The UK Gambling Commission (UKGC) disclosed plans on Friday to unveil the first quartet of consultations from the Gambling Act review white paper, complemented by two other projects. The publication of the white paper in April prompted wide-ranging public commentary, predominantly focusing on the sheer volume of proposals in the consultations.
Consultations in Focus
The consultations slated for this month’s publication encompass several key areas, including:
- Verifying age in premises
- The design of online games
- Marketing directly and cross-selling
- Financial risk assessments and vulnerability checks for online operators
Among these, financial risk checks on operators, colloquially referred to as affordability checks, have provoked the most controversy. The UK gambling trade body, the Betting and Gaming Council (BGC), has been leading the industry criticism of the review, particularly focusing on this provision. Some industry participants are apprehensive that stricter interpretations of these checks might deter punters, as operators could be obliged to request more comprehensive financial documentation than players are willing to provide.
The Duration of Consultations
Tim Miller, Commission Executive Director for Research and Policy, stated that the consultations are projected to span 12 weeks and conclude in October, consistent with previous consultation timelines.

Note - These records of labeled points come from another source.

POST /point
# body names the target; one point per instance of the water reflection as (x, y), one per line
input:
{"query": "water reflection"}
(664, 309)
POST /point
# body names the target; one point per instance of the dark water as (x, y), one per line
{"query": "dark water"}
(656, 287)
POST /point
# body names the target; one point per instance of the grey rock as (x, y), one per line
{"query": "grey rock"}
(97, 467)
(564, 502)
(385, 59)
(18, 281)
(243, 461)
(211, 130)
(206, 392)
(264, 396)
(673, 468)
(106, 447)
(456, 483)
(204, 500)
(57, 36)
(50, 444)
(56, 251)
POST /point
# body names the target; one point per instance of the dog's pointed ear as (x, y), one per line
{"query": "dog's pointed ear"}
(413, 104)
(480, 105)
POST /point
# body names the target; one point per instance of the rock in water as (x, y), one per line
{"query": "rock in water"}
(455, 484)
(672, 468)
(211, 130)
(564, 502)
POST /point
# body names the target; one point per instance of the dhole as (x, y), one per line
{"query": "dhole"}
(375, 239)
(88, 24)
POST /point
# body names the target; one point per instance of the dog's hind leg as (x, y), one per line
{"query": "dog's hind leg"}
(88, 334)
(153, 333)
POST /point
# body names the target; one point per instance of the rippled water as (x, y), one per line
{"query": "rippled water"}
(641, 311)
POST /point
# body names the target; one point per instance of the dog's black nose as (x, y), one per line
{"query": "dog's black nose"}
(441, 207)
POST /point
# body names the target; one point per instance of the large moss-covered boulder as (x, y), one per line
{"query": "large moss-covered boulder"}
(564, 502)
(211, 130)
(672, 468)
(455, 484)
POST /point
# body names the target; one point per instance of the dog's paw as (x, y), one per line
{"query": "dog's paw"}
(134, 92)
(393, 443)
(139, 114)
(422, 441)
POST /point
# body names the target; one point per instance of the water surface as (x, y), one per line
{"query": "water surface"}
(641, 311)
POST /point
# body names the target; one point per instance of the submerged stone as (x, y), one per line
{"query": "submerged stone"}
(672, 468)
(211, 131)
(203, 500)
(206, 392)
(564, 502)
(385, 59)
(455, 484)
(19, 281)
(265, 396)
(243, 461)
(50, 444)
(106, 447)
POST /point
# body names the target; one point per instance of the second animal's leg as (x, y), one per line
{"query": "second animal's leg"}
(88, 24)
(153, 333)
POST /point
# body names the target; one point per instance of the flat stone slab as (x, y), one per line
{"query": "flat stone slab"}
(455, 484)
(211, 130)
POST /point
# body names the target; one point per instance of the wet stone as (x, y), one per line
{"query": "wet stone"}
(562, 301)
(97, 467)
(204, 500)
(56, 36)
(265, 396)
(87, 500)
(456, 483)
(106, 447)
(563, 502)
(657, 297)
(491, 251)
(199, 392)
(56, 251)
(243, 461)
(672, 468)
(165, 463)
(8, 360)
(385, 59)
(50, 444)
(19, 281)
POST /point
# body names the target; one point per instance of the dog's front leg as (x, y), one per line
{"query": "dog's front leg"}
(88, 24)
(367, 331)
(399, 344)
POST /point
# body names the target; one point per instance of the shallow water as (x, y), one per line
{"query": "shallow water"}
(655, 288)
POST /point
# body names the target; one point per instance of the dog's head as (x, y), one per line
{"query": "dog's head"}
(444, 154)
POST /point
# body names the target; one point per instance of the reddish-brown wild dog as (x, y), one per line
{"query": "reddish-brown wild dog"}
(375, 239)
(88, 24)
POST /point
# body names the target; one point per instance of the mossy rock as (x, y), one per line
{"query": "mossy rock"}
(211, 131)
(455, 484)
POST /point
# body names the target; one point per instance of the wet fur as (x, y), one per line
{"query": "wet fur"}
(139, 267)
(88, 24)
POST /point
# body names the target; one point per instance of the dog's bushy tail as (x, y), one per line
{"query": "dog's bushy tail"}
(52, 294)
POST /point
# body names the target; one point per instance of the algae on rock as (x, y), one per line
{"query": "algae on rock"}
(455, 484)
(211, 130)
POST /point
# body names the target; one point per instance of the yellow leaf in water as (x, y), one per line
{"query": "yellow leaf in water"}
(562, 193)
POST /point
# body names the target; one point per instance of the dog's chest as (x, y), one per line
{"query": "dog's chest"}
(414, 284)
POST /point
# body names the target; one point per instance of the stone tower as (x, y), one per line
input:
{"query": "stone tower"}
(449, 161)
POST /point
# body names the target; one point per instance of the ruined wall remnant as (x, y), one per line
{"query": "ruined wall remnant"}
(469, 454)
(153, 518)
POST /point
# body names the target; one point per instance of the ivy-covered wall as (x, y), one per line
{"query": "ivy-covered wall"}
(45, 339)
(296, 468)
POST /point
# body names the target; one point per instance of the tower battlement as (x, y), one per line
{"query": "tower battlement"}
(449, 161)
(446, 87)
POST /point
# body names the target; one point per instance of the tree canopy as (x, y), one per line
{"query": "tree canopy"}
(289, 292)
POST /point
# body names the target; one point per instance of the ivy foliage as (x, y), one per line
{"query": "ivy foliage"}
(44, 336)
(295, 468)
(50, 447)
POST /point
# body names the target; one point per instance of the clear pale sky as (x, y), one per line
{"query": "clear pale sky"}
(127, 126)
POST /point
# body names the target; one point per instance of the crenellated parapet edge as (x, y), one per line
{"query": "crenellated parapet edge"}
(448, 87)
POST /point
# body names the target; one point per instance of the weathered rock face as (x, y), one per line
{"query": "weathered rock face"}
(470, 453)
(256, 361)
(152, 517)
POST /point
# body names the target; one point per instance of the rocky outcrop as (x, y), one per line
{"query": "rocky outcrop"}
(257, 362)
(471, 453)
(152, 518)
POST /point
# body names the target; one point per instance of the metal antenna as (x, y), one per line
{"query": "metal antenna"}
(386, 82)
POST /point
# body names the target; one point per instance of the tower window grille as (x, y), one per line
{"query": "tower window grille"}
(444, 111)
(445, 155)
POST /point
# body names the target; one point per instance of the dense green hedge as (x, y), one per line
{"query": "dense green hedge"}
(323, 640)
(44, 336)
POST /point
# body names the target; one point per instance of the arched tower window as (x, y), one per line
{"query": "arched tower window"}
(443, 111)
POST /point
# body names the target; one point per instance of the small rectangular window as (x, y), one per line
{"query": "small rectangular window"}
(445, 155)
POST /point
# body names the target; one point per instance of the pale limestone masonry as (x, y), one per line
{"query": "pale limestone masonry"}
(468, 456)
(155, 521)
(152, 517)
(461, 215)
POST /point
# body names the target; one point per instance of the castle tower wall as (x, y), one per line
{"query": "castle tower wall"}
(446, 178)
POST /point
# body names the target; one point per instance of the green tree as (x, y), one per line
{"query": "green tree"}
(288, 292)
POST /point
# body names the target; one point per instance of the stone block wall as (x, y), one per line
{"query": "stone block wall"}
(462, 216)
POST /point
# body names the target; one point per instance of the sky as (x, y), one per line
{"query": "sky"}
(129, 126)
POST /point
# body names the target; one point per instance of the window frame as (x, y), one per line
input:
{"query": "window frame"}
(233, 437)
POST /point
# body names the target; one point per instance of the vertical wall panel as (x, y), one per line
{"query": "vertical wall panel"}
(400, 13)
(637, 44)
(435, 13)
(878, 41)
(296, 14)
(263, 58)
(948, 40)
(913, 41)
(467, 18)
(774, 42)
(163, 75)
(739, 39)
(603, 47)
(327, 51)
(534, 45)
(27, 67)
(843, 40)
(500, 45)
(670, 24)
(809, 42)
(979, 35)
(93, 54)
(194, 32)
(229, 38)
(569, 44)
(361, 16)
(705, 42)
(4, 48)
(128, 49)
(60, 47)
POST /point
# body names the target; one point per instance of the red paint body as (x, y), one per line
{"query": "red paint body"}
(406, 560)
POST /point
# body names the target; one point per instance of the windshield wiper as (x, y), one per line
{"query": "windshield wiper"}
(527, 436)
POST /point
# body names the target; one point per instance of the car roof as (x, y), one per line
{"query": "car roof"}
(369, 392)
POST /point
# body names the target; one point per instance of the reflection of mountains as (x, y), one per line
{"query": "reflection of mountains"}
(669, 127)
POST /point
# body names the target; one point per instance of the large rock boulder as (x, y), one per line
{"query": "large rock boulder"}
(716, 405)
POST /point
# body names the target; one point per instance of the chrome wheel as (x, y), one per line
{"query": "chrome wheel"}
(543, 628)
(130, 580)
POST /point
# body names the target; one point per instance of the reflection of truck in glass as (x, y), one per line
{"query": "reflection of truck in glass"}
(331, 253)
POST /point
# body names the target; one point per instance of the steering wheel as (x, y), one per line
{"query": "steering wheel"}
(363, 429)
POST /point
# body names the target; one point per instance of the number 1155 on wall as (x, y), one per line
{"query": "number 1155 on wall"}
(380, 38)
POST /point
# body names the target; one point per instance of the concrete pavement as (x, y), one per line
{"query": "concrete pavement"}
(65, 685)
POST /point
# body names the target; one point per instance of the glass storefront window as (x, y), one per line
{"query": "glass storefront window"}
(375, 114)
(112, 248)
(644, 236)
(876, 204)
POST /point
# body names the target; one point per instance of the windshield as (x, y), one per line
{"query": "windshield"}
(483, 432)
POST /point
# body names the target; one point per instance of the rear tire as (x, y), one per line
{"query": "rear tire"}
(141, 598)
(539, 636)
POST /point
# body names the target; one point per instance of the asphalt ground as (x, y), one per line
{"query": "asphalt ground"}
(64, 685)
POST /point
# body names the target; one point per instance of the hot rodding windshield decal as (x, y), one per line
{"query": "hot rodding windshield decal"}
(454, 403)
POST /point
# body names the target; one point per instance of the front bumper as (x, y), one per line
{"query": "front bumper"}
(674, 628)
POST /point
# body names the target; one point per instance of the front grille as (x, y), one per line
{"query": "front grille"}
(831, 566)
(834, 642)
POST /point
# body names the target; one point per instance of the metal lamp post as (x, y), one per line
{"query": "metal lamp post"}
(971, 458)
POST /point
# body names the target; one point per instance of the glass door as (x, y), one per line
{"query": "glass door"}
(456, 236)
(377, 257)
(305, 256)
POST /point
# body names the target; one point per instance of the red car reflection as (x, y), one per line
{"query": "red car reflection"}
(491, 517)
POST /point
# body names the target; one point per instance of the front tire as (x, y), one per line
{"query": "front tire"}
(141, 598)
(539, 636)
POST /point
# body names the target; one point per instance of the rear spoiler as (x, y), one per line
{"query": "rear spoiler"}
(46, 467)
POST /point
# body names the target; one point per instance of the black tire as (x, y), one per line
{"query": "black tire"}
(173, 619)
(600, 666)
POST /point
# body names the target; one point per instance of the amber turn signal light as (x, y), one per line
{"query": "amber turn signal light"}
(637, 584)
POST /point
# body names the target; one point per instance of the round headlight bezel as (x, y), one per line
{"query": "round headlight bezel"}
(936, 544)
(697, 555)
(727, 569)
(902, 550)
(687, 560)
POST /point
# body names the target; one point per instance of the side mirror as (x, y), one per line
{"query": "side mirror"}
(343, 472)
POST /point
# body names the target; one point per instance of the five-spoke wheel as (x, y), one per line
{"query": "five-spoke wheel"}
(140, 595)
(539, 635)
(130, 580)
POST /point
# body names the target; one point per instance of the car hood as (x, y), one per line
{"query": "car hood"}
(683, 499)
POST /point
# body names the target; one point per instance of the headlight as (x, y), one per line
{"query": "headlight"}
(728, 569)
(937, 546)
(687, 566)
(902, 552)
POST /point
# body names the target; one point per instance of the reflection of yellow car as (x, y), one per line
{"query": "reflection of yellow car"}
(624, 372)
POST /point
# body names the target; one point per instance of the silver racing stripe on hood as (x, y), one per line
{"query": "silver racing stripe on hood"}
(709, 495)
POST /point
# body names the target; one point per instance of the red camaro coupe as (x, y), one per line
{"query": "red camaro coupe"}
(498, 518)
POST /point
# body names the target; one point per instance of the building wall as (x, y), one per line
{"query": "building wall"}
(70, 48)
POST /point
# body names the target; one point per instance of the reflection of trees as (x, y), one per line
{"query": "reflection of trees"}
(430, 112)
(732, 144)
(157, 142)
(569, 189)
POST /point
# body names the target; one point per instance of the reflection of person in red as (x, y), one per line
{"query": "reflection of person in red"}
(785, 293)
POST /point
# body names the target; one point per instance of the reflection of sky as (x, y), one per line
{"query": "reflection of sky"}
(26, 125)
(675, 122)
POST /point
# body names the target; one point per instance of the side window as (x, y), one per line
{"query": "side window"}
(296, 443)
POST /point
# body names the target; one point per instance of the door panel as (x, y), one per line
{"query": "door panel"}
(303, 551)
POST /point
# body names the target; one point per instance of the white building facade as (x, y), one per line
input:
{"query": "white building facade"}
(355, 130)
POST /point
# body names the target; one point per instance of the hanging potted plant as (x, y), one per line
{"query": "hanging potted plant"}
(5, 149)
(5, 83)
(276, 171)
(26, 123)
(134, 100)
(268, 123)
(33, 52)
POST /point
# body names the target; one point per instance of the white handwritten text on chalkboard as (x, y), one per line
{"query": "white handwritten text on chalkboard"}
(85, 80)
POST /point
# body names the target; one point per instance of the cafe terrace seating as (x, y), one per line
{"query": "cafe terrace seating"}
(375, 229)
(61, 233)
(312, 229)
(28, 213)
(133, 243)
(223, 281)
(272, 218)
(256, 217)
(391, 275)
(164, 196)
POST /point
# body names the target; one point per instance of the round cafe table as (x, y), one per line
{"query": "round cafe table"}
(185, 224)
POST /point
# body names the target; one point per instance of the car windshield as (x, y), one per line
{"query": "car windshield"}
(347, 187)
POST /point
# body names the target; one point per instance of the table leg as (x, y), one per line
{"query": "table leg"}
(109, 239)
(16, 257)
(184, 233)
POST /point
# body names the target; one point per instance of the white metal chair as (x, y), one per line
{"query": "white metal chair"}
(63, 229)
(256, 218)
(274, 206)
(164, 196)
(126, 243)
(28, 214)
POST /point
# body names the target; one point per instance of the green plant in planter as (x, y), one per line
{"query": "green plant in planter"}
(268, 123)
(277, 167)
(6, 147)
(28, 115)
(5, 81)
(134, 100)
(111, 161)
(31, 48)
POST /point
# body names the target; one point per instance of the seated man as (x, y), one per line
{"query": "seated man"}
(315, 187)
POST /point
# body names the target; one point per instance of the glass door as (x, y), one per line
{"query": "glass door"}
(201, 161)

Additionally, the UKGC intends to roll out two further consultations this month on the subjects of personal management licenses and regulatory panel procedures.
Sticking to Consultation Windows
The Commission reaffirms that these project launches are in adherence to the regulator’s commitment to maintain consultation windows wherever feasible. Once these consultations are completed, the UKGC plans to advance in planning for the subsequent consultations, which are presently scheduled for autumn. In the coming weeks, the regulator anticipates initiating pre-consultation engagement with key stakeholders.
Collaborative Work and Role Clarification
Miller noted, “The Gambling Commission’s work is of course also running alongside the work of Government and the voluntary commitments of the gambling industry to implement the Review.” The UKGC continues to back the Department of Culture, Media and Sport (DCMS) in its endeavors, which will also be partaking in the consultation process.
However, the UKGC underlined the significance of clearly delineating roles and responsibilities, using the proposed statutory levy as an example. This levy, a potential tax on the revenues of gambling operators, would finance research, education, and treatment initiatives. The government is responsible for establishing this levy, including deciding on the allocation of funding. Meanwhile, the Commission’s role would involve collecting and distributing the tax as per government directives.
The Future of Gambling Regulation
Miller speculated that the levy could render the Commission’s LCCP RET list obsolete. This list outlines the approved organizations where operators can direct their current mandatory contributions. He added that the Commission also needs to contemplate the impact of this tax on the destination of potential future fines. He concluded by saying, “Full implementation of the review will be a job of several years, especially when you include evaluating the impact of any changes. But that doesn’t mean we don’t want to progress things as quickly as possible. We are determined to make progress at speed.”